Gelin size bir hikaye yazayım siz de okuyunca anlayacaksınız ki , gerçek kişiler ve olaylarla ilgisi olmayan hikayelerden biri değil , ''sabah bir postacı çıkıp gelse, kapıyı çalıp gelecek günlerimin özlemini gidermek, yeni günlerin sığlığına derinlik kazandırmak gayesine konservatuvarı kazandınız PİYANO lar sizin parmaklarınızın dokunuşunu bekliyor yazan bir mektup getirse'' hayalleri kuran kanlı – canlı, ufacık bir kız çocuğuna ait bir hikaye bu.
Daha rahmine düştüğü ilk andan itibaren seni hisseden benimseyen, doğduğun anda acısını yorgunluğunu unutup hoş geldin diye hayran hayran bakan. Yemeğini, suyunu , sevgisini eksik etmeyen… ANNE…
Başına bir hal gelmesin diye sarıp sarmalayan sadece sana değil tüm aileye kol kanat geren, geleceğinin en iyisini nasıl sağlamak derdinden geceleri uykularını bir sağa bir sola dönerek yarım yamalak tamamlayan, yaptığın tüm yanlışlara rağmen seninle olmaktan gururlanmaktan vazgeçmeyen.. BABA…
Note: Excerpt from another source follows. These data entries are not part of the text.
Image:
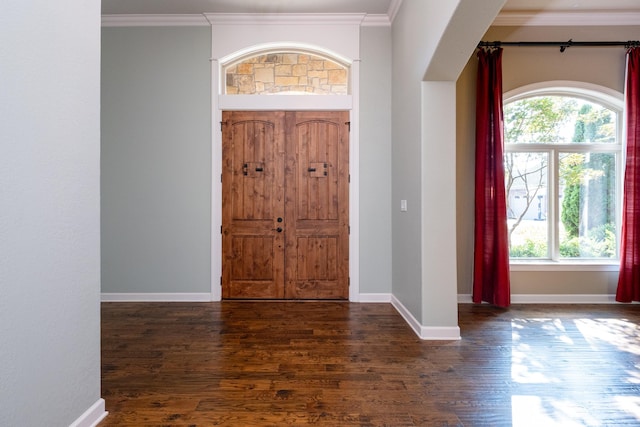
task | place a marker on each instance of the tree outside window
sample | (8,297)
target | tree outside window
(562,175)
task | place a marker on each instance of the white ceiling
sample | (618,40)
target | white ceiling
(337,6)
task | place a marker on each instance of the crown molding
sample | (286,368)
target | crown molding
(285,18)
(567,18)
(154,20)
(394,7)
(376,21)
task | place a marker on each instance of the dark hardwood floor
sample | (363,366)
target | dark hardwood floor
(342,364)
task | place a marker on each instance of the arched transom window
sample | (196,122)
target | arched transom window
(286,72)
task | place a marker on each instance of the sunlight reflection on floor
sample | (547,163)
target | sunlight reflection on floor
(554,387)
(534,411)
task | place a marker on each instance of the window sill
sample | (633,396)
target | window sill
(547,265)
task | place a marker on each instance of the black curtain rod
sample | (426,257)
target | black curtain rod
(562,45)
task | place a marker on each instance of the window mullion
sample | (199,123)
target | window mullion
(554,206)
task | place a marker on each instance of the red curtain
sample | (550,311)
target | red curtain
(491,257)
(629,278)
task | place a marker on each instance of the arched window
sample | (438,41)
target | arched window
(563,169)
(286,72)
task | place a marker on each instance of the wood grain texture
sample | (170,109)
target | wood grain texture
(342,364)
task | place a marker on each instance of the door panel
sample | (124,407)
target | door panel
(252,200)
(285,205)
(316,209)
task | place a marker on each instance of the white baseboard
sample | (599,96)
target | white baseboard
(156,297)
(446,333)
(552,299)
(91,416)
(375,298)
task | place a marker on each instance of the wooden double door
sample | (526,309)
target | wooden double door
(285,205)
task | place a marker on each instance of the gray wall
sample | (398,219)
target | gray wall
(156,160)
(522,66)
(375,160)
(50,214)
(409,64)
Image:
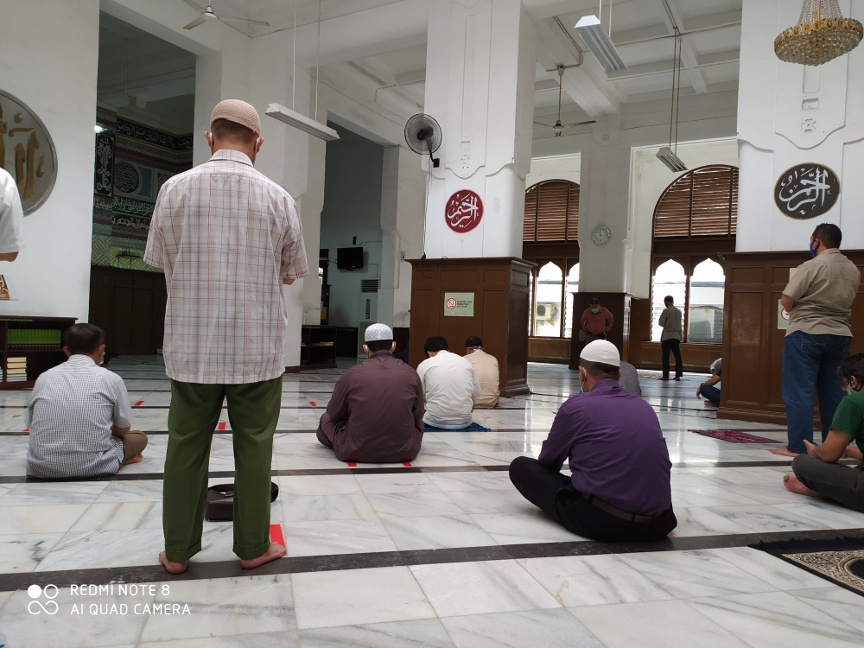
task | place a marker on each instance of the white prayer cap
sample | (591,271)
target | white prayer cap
(601,351)
(378,332)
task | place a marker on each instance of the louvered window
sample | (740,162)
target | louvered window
(702,202)
(551,212)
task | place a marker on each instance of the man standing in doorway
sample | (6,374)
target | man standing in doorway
(596,321)
(227,238)
(819,299)
(671,319)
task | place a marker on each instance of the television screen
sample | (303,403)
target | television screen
(349,258)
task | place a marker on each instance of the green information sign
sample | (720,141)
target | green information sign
(459,304)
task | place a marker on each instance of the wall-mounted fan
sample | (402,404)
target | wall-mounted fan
(558,127)
(423,135)
(207,14)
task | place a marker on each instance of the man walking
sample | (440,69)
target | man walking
(819,299)
(671,319)
(227,238)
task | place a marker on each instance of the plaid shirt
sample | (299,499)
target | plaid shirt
(226,236)
(70,414)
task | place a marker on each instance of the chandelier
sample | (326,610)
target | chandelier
(822,34)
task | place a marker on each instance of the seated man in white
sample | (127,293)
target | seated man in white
(449,385)
(79,414)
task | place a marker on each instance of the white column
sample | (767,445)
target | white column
(480,87)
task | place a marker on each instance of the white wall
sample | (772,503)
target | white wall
(48,60)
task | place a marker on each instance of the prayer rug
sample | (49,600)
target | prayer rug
(474,427)
(840,561)
(734,436)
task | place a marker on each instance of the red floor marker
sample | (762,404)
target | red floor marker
(276,534)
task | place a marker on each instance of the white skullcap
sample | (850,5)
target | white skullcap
(601,351)
(239,112)
(378,332)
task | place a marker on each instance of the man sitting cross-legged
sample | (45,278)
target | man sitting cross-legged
(376,412)
(79,414)
(817,473)
(619,489)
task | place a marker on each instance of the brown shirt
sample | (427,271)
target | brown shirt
(823,289)
(377,411)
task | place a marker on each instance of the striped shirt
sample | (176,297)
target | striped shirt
(70,414)
(226,236)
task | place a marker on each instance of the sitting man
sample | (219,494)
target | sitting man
(79,414)
(449,386)
(707,390)
(619,486)
(486,369)
(376,412)
(817,473)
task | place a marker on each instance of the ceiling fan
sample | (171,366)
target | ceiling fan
(207,14)
(558,127)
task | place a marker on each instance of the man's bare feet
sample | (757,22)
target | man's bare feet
(793,485)
(275,552)
(172,567)
(783,452)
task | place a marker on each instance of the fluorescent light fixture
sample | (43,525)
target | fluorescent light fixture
(672,161)
(592,32)
(301,122)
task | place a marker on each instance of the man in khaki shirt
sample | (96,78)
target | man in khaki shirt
(819,299)
(486,368)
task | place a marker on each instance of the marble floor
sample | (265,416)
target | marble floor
(443,552)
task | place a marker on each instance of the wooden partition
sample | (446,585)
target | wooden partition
(500,299)
(753,343)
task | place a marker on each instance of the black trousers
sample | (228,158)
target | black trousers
(675,347)
(554,494)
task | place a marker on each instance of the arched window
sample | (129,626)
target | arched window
(551,212)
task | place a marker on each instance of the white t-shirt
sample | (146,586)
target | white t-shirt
(11,215)
(450,386)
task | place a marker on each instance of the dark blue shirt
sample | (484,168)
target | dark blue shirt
(615,447)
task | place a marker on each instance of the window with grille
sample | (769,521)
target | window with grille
(702,202)
(551,212)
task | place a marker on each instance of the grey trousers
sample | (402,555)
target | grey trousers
(843,484)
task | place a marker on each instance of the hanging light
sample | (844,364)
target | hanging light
(821,35)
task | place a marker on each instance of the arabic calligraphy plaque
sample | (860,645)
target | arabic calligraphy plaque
(27,152)
(464,211)
(806,191)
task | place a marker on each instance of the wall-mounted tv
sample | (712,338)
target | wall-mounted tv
(349,258)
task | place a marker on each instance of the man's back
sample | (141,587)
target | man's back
(70,414)
(615,449)
(486,369)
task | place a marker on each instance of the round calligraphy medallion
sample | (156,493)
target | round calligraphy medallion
(26,152)
(806,191)
(464,211)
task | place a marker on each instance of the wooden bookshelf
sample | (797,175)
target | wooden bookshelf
(38,339)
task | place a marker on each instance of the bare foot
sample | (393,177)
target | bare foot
(275,552)
(172,567)
(793,485)
(783,452)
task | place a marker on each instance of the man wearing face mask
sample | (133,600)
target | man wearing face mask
(817,473)
(619,488)
(819,299)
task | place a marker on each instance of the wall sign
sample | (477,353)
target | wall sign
(806,191)
(464,211)
(459,304)
(26,152)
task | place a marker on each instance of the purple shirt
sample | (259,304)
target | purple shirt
(615,447)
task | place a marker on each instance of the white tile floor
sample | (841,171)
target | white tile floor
(708,597)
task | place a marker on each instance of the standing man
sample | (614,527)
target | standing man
(819,301)
(486,369)
(227,238)
(671,319)
(596,321)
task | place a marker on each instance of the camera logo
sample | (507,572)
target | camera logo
(35,592)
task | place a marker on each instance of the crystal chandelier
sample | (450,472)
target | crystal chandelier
(822,34)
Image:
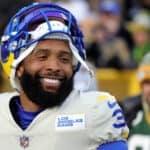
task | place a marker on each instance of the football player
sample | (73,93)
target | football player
(41,50)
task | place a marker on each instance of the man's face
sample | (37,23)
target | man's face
(146,90)
(46,74)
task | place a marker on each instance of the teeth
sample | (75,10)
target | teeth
(53,81)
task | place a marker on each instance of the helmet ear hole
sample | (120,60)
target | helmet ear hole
(19,70)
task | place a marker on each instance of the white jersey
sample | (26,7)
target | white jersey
(82,122)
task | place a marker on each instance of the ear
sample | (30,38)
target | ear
(20,70)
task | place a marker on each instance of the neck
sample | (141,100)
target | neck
(27,104)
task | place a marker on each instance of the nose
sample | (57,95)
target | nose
(52,63)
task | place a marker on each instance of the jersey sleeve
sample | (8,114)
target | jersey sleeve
(106,121)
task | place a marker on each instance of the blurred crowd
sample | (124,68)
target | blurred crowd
(116,35)
(117,32)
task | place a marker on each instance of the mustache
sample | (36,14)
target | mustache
(51,75)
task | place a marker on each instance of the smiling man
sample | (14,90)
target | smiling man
(41,50)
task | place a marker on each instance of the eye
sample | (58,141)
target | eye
(42,56)
(65,59)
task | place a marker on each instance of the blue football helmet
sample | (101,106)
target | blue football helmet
(34,23)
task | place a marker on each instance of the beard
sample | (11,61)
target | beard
(32,87)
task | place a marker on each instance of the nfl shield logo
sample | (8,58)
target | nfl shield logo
(24,141)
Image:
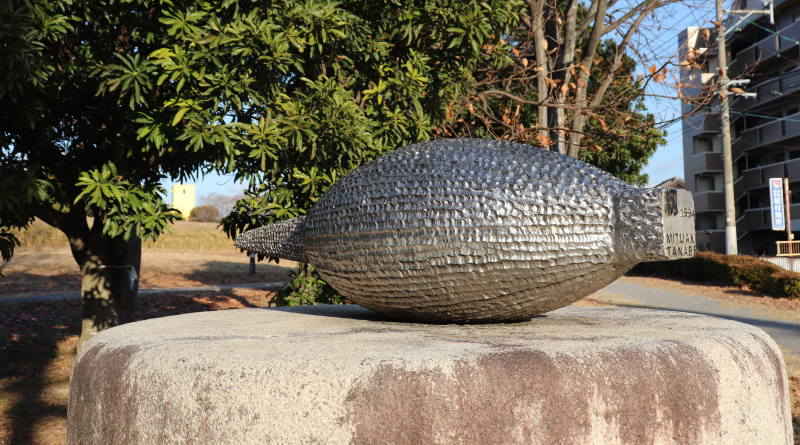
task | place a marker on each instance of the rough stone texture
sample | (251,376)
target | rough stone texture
(468,230)
(344,375)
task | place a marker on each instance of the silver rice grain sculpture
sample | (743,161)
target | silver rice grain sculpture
(467,230)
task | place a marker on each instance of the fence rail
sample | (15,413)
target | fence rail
(788,263)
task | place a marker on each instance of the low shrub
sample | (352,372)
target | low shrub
(735,270)
(205,214)
(305,287)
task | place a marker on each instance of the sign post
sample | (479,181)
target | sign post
(788,209)
(776,203)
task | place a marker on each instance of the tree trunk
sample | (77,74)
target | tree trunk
(105,287)
(135,261)
(99,305)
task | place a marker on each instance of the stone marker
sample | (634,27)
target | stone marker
(463,230)
(344,375)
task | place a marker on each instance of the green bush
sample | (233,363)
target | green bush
(305,287)
(205,213)
(735,270)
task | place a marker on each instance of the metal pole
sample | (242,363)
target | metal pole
(788,210)
(788,215)
(731,247)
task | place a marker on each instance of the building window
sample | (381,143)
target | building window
(705,184)
(703,145)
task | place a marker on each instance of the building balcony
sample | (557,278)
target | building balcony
(738,188)
(702,123)
(706,162)
(769,92)
(766,51)
(777,131)
(709,202)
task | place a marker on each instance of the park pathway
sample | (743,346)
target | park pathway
(782,325)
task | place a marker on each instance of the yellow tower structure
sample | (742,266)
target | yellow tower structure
(183,198)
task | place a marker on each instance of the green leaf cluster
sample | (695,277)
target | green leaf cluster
(298,93)
(76,91)
(305,287)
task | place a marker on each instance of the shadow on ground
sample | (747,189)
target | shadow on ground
(37,352)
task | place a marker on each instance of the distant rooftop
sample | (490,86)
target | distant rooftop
(672,183)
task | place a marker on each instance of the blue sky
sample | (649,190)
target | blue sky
(656,45)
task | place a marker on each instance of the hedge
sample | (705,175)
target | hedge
(735,270)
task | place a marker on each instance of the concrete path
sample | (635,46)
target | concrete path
(272,286)
(782,326)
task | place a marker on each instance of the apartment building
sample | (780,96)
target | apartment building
(765,130)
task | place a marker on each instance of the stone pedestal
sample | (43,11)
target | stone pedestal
(343,375)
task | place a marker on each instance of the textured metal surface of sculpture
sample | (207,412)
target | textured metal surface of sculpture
(466,230)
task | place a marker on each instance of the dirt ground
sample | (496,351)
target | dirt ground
(38,339)
(54,271)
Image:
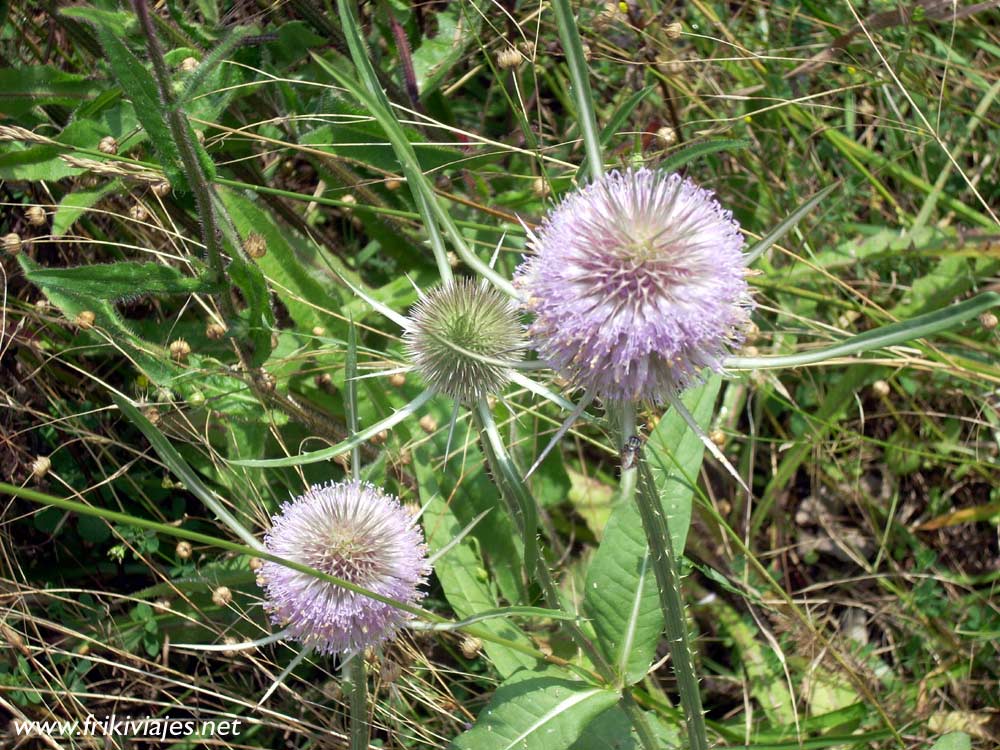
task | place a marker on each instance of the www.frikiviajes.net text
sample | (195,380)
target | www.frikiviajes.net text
(147,727)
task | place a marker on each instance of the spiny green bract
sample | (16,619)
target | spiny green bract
(463,338)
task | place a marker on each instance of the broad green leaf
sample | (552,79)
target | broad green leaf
(139,86)
(461,570)
(28,86)
(674,455)
(621,596)
(537,711)
(457,28)
(953,741)
(75,204)
(305,286)
(41,162)
(115,281)
(613,730)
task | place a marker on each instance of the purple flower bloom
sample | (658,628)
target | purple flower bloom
(637,284)
(354,531)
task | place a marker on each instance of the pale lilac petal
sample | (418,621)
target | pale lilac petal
(637,284)
(351,530)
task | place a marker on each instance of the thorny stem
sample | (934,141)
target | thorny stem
(181,132)
(356,675)
(669,583)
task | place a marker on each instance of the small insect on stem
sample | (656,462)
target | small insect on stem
(630,452)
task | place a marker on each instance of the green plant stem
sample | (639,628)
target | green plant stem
(665,565)
(181,132)
(356,674)
(520,506)
(579,74)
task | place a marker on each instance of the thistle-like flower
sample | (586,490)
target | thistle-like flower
(354,531)
(463,338)
(637,284)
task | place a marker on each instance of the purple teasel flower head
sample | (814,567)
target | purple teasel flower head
(637,283)
(464,337)
(354,531)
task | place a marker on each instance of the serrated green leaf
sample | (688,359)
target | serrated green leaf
(28,86)
(536,711)
(75,204)
(457,570)
(115,281)
(621,596)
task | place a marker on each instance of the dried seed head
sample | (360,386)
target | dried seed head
(255,245)
(354,531)
(215,331)
(222,596)
(266,381)
(668,135)
(509,57)
(138,212)
(390,670)
(12,243)
(179,349)
(40,467)
(637,285)
(463,338)
(35,216)
(471,647)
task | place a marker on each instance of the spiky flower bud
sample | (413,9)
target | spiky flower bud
(356,532)
(255,245)
(637,285)
(35,216)
(463,338)
(12,243)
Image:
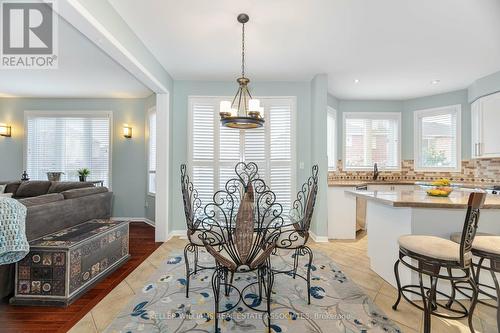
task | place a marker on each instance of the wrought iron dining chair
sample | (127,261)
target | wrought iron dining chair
(193,212)
(295,237)
(246,213)
(427,255)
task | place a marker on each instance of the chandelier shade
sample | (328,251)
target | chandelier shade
(244,112)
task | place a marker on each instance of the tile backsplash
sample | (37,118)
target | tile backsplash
(482,171)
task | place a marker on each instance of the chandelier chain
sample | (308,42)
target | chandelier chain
(243,50)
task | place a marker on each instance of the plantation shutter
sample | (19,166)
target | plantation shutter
(215,149)
(437,138)
(61,143)
(332,138)
(372,138)
(203,147)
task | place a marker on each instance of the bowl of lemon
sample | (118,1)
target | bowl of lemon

Evet anne baba tarifi en kısa ifadesiyle sanırım tanımlama için yeterli. Neden mi yazıyorum bunları? Otuz yılına yaklaştığım meslek hayatımda bugün ilk defa verilen cezanın bir adama az geldiğini , gözümü kırpmadan o adamı vurabileceğimi hissettim, görevli olduğum duruşma salonunda sanığın yaptığı savunması karşısında…
Olay yerinin, mesleklerin, eğitim durumlarının hatta isimlerin hiçbir önemi yok. 16 yaşında lise öğrencisi, okulundaki rehberlik hocasına iki seneyi geçkin bir süredir babası tarafından tecavüze uğradığını, annesine defalarca bu durumu anlatmasına rağmen annesi tarafından yalancılıkla itham edildiğini, intiharı düşündüğünü , yaşama hevesini KAYBETTİĞİNİ anlatmış. İyi ki gençleri, çocukları kendi evlatları gibi dinleyen duyarlı hocalar var. Allah onların eksikliğini hissettirmesin. Rehberlik hocası bu durumu önce emniyete sonra da milli eğitime rapor hazırlayarak bildirdi.
Çocuk ve gençlerin ifadesini alırken hep kendi çocuklarım gelir gözümün önüne empati yaparım. Rahat rahat konuşabilmeleri için sakince onları beklerim, bir ÇAY söyler, bulunduğumuz yerin önemi yok , düşün ki bir RIHTIM kenarında karşılıklı oturup dertleşiyoruz derim.Mesleğimden önce anneyim. Bilirim hangi dilde anlaşırız rahatlıkla konuşuruz. Kızcağız ifadesini verirken yaşadığı utancın yanında anne ve babası bu durumdan zarar görürse kardeşlerine kimin bakacağı endişesi taşıyordu. Anlatmak o kadar zordu ki onun için en az dinlemenin benim için zor olduğu kadar.
Baba ve anne denilen yaratıklar ise ifade vermek istemediklerini, savcılıkta vereceklerini beyan ederek sustular. O an tüm bir ömür boyu susmalarını, nefes dahi almamalarını diledim.
En nihayet mahkeme salonu, hakim karşısında adam ve karısı.
Hakime hanım soruyor adama; ''doğru mu suçlamalar?''
''Evet hakime hanım''
''Peki nedir savunmanız? ''
''Hakime hanım, düşünün ki bahçenize fidan ekiyorsunuz. Zamanla büyüyor ve ağaç olup meyve veriyor. Ne yaparsınız? Önce meyvenin tadına siz bakar sonra ikram edersiniz değil mi? Benim yaptığım bundan farklı bir durum değil ki…''
Tüm salonda buz gibi bir hava esti, herkes hayretler içerisinde adamı öldürmek istercesine bakındı..
Adamın yüz ifadesi pişmanlık yerine takındığı pişkinlik hali ve sesi ömür boyu gözümün ününden gitmeyecek ve kulaklarımdan silinmeyecek…
Sonucun kararın ne olduğunun çok önemi yok artık. Büyüklerinin yaptığı sapıklığın cezasını aynı çatı altında anne baba sevgisinden mahrum kalarak büyümek zorunda kalacak olan, yetiştirme yurdunda korunma altına alınan mağdurun yanı sıra beş çocuk....
Dilerim ki Allah'tan evladınıza yaptığınız bu sapıklık O' nun katında daha bu dünyadayken cezasız ,
Anne ve baba olmayı hak edenler de evlatsız kalmasın.